Blame the Fed for the Disconnect in Markets
This article by Jim Bianco may be of interest to subscribers. Here is a section:
“If a company like that doesn’t have market access and can’t roll over its debt and can’t have enough cash on hand to deal with its obligations, what they’re going to do is they’re going to lay people off. … So, by announcing our facility and including those companies, the ones who actually need the credit… now [have] lots of cash on their balance sheets.”
So, what if free markets do not want to finance companies with shaky operations? The Fed has decided it will effectively nationalize debt markets by removing the risk for investors so that these companies can get the funds to continue operating. In the Fed’s way of thinking, higher and vibrant markets create and save jobs.
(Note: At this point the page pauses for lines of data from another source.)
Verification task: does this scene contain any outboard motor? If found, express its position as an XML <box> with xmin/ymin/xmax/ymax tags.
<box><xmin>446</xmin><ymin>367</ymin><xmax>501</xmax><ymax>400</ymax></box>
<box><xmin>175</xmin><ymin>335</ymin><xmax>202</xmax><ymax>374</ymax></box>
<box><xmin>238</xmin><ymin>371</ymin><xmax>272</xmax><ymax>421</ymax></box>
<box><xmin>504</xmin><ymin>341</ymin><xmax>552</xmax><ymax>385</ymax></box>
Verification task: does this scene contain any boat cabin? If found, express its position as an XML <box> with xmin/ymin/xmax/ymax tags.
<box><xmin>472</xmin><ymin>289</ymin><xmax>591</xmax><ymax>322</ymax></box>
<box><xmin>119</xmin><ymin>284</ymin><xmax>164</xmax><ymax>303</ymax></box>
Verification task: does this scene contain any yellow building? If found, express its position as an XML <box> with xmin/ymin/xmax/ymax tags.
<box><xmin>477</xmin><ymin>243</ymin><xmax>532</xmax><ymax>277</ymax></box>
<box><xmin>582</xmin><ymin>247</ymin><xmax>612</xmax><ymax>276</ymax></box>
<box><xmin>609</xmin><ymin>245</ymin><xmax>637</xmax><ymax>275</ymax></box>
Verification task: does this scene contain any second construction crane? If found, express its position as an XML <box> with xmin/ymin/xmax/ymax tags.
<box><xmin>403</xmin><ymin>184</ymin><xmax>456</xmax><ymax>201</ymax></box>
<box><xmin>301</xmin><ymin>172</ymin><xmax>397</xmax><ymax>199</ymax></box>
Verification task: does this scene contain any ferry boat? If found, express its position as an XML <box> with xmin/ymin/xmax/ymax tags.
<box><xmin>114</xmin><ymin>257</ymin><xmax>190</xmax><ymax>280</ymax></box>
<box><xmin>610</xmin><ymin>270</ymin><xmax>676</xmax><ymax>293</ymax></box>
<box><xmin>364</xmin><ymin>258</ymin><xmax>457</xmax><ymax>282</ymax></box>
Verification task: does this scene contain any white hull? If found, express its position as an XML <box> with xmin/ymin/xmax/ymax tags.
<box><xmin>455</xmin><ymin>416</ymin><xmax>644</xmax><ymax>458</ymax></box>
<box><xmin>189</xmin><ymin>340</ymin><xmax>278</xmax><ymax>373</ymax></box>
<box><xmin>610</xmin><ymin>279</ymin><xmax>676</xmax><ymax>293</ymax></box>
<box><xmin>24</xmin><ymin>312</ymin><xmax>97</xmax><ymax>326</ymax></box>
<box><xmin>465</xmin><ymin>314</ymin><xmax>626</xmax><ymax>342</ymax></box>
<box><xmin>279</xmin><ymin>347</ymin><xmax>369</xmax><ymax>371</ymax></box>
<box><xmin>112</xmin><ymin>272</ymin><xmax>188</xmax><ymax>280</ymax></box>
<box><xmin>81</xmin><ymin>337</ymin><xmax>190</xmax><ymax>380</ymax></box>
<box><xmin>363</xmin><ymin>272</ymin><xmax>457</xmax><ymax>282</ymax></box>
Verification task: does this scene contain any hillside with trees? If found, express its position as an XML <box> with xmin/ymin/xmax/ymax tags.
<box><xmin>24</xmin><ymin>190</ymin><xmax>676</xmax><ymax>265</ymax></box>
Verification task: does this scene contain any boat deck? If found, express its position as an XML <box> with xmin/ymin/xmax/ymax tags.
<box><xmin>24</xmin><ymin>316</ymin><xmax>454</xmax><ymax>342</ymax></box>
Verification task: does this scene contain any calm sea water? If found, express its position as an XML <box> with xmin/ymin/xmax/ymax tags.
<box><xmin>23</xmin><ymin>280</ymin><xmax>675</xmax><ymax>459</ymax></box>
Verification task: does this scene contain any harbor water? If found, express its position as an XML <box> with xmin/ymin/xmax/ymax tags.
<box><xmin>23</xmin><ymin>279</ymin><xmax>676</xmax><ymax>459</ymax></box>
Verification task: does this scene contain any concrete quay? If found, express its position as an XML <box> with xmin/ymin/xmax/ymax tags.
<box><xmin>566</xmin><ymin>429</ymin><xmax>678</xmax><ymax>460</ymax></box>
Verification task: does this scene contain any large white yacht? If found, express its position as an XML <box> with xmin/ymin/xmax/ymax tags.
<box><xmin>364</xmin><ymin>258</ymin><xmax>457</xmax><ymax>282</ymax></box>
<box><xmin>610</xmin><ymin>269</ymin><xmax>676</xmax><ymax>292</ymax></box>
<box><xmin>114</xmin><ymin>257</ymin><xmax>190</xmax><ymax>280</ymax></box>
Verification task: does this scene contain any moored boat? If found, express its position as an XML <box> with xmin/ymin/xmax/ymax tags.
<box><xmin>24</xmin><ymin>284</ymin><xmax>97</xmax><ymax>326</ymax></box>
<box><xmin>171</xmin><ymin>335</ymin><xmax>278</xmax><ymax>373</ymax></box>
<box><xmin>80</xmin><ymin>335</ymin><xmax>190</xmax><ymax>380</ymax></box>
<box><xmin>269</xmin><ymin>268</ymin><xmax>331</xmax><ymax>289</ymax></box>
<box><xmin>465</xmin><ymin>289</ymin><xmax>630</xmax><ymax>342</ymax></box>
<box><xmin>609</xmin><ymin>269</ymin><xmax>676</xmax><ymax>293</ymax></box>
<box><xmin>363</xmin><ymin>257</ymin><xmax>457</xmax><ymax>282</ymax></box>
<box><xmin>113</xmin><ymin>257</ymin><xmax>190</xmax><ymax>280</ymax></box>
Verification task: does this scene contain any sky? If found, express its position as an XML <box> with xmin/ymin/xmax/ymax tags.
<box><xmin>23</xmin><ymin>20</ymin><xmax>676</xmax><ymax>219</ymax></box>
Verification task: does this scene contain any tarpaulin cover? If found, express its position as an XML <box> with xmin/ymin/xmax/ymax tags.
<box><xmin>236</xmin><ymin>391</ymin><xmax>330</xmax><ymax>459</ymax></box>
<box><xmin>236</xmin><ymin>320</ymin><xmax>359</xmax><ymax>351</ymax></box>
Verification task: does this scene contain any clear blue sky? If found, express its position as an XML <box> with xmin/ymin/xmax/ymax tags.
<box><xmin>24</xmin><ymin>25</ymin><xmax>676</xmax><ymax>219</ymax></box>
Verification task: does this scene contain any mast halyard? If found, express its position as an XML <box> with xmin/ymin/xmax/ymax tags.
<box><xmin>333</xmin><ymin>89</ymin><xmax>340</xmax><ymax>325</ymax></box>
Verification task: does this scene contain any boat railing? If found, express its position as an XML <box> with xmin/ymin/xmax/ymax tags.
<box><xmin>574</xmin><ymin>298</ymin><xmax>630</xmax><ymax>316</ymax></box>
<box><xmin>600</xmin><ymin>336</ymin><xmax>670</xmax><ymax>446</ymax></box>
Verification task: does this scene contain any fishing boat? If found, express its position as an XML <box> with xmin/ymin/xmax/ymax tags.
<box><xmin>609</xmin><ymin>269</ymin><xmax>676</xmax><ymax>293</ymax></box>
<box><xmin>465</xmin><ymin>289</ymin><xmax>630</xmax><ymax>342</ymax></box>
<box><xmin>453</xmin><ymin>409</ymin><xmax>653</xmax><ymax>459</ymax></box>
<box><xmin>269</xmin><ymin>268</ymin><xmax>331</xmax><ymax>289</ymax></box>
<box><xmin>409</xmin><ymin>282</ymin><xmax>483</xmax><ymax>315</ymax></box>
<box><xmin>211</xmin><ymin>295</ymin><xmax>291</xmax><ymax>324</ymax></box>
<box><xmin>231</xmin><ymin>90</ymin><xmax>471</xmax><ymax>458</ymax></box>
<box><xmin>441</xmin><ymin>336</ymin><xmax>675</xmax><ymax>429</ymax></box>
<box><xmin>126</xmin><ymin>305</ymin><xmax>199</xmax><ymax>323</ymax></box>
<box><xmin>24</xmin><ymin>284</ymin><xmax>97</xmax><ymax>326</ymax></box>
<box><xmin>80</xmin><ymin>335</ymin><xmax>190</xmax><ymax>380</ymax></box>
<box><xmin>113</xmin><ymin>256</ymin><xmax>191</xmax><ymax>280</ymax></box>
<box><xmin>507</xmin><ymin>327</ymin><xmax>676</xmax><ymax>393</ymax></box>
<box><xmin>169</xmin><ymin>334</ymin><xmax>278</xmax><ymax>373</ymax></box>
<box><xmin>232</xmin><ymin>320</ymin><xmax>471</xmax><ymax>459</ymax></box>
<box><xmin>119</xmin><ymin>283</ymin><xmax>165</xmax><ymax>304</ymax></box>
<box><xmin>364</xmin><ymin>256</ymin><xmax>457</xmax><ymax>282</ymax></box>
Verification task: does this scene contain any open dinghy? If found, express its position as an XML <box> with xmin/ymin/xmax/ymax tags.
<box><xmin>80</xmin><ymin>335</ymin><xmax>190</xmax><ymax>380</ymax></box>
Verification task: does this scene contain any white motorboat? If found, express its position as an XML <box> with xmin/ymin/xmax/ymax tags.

To be sure, that is what largely happened after 2008 financial crisis as the central bank began buying bonds under a policy known as quantitative easing. A steep price was paid.
While the economy grew for almost 11 years in the longest expansion on record, annualized growth was below average. This was attributable to an economy that had become less flexible and more reliant on stimulus.
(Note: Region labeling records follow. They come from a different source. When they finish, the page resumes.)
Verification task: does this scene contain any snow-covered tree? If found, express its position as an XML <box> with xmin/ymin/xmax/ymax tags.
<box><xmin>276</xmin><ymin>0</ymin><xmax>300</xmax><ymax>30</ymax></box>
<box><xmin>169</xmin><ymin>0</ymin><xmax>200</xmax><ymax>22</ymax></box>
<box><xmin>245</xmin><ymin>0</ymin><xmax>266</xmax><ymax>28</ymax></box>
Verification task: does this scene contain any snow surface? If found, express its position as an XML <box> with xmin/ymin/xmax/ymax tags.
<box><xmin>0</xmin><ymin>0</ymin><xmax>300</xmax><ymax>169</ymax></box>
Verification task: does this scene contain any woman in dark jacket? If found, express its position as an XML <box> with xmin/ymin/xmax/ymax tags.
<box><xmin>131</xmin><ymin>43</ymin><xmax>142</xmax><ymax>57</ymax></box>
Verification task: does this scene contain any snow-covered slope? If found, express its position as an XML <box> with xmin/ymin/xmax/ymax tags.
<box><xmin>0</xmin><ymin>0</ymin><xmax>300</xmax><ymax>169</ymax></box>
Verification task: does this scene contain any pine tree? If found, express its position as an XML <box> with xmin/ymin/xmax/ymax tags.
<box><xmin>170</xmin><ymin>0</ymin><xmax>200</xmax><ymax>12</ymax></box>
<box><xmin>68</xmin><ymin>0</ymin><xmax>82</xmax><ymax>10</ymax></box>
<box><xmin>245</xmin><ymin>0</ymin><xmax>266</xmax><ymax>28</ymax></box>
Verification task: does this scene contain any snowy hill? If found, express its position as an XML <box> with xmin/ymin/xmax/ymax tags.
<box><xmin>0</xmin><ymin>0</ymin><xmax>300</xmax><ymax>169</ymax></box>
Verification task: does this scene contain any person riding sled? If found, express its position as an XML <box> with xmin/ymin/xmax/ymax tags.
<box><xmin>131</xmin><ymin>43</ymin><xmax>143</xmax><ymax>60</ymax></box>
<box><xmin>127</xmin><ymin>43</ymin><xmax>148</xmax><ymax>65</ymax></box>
Another consequence was laid out by former Federal Reserve Bank of New York President and fellow Bloomberg Opinion contributor Bill Dudley last week: The Fed’s choices: not have a recovery, have less inequality; or have a recovery with buoyant financial asset prices and more inequality.
The natural disaster response is to do everything possible to ensure the economy is in the best place possible to bounce back. That means saving the banks, ensuring ample liquidity and supporting consumers. Without those measures we would have to resort to barter to get financial transactions done.
The problem of moral hazard emerges quickly as a result because the bounty of liquidity is not equally dispersed with some doing much better than others. This divergence between winners and losers has been one of the primary contributors to the rise of populism and that is now taking on a decidedly left-wing complexion. That is perhaps the greatest risk to markets. Higher taxes, more regulation and less opportunity are significant risks to earnings growth even with liquidity expanding steadily over the medium term.